L'idea di raccontare questa storia ambientandola a Venezia fa parte di un progetto iniziato con il precedente romanzo "Un Airone a Venezia".

La mia è un'idea "montessoriana". Far sì che il lettore leggendo il romanzo abbia la possibilità di imparare qualcosa o almeno sia colto dalla curiosità di andare a verificare sul posto se ciò che è scritto nel libro sia vero oppure no.

Purtroppo, la gente conosce poco Venezia e cerca sempre le stesse cose. Rialto, San Marco, il Ponte dei Sospiri.

Io uso Venezia come ambientazione per far conoscere tutto quello che c'è di "altro " in questa città. Dai monumenti, all'arte, alla storia.

I gatti diventano un elemento destabilizzante, ma anche catalizzatore di cambiamento. Che ruolo hanno per te, simbolicamente e narrativamente?

I gatti sono comparsi nel libro in maniera autonoma. Io avevo in mente una trama e loro ci si sono infilati dentro. In realtà sono un ottimo soggetto narrativo per fare interagire gli altri personaggi facendo intersecare le storie di coloro che abitano il vecchio palazzo. Sono impiccioni e magici quindi perfetti per l'atmosfera surreale che a tratti aleggia in quel luogo un po' strano.

Ca’ Saraghi è quasi un personaggio del libro: cosa ti ha ispirata nel creare questo vecchio palazzo in rovina?

Cà Saraghi è il vecchio palazzo veneziano nobile e in rovina per definizione. Io vado a Venezia molto spesso e amo girare la città che ormai conosco abbastanza bene: dalle calli ai campielli, passo i ponti, piglio un mezzo, navigo il Canal Grande e cerco pure di perdermi perché solo così scopro nuovi percorsi.

L'invenzione del palazzo è frutto di tutto quello che ho visto nei miei vari giri.

Il fatto di averlo collocato nei pressi di Ca' Dario, la Ca' maledetta per eccellenza, dove la leggenda vuole che i proprietari muoiano o finiscano in rovina, aggiunge un po' di noir che non guasta.

Il romanzo intreccia molte voci e storie: come hai lavorato sulla struttura narrativa per far emergere ogni personaggio senza perdere il filo principale?

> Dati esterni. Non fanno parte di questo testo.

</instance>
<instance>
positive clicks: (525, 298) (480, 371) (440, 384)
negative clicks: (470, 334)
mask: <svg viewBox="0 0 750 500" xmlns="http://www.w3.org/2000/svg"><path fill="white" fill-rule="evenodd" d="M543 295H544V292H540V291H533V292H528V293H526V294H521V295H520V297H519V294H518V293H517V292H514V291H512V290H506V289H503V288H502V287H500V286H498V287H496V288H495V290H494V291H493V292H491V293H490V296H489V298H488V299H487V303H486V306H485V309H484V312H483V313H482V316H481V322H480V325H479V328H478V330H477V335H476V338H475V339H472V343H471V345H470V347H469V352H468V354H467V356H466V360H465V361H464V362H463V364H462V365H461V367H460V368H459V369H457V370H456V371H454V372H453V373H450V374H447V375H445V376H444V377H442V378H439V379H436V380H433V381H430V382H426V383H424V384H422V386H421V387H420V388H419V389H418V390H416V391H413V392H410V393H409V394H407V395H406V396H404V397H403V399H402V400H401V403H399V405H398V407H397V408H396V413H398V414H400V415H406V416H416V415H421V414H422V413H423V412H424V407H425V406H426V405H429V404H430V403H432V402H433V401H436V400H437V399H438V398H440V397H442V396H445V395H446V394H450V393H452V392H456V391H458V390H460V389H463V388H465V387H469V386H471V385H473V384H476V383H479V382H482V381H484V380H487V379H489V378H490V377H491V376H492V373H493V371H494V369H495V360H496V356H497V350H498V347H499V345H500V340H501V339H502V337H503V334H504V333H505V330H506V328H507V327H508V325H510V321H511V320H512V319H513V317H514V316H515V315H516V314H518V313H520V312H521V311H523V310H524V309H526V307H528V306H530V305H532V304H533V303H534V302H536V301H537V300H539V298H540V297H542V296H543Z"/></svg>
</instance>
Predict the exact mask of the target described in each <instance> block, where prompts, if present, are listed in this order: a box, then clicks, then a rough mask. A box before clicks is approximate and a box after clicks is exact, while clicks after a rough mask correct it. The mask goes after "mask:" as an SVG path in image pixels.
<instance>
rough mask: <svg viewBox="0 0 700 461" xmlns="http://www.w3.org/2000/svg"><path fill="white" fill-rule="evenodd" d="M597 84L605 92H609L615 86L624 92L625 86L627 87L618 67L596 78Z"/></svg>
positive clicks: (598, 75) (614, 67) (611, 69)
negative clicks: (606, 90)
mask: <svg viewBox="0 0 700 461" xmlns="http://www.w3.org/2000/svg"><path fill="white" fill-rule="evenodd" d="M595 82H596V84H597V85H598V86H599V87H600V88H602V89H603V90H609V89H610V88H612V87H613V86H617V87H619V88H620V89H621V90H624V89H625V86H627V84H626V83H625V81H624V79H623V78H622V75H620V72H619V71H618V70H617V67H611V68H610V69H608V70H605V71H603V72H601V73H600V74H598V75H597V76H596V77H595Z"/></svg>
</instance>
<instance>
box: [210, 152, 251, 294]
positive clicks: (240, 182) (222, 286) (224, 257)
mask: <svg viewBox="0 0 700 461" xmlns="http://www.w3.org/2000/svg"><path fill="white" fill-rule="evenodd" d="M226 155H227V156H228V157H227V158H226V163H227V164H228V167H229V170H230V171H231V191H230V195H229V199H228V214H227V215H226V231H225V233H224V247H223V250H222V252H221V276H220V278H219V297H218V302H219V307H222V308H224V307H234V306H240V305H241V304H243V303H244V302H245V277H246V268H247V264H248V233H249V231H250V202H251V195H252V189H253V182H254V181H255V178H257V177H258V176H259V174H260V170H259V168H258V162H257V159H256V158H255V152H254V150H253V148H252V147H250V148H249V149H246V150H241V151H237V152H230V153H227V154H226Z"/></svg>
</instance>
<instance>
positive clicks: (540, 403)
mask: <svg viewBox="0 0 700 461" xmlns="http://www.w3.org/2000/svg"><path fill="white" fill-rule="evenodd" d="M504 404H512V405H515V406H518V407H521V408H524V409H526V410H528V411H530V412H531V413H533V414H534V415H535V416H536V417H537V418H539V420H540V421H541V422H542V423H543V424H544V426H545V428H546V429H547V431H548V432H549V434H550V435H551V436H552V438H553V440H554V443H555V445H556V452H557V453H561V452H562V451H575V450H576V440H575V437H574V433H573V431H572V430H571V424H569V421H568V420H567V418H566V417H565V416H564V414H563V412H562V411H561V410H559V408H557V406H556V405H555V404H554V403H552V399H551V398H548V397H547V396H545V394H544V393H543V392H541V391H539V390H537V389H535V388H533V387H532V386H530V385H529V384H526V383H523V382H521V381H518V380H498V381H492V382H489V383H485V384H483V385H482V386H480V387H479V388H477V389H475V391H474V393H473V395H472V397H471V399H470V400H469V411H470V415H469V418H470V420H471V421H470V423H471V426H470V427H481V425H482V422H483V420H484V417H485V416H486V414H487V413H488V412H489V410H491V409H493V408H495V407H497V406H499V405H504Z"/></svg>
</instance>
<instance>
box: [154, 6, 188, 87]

Non è stato facile intrecciare le varie narrazioni ma volevo che tutti i personaggi avessero  spazio per la loro storia. Per questo alcuni parlano in prima persona mentre per altri ho introdotto alcune comprensibili frasi dialettali, perché impossibile farli parlare in lingua. Ammetto di aver vissuto la scrittura di questo romanzo come la stesura di un copione teatrale o di una sceneggiatura, influenzata dalla mia altra vita che spesso mi vede sul palcoscenico.

Venezia per una donna di teatro è difficilmente scindibile da Goldoni e alcuni dei caratteri dei miei personaggi fanno pensare alle sue commedie.

C’è un messaggio che speri arrivi al lettore al termine del romanzo?

Spero che il lettore, il giorno che andrà a Venezia, si renda conto della bellezza che lo circonda e vorrei anche che chi legge capisse che condividere paure e problemi con chi ci vive accanto è una ricchezza da non perdere. Cercare soluzioni e rimedi ai mali della vita insieme a chi fa la nostra stessa strada è una magnifica opportunità. Quindi vale sempre la pena uscire dai nostri personali isolamenti.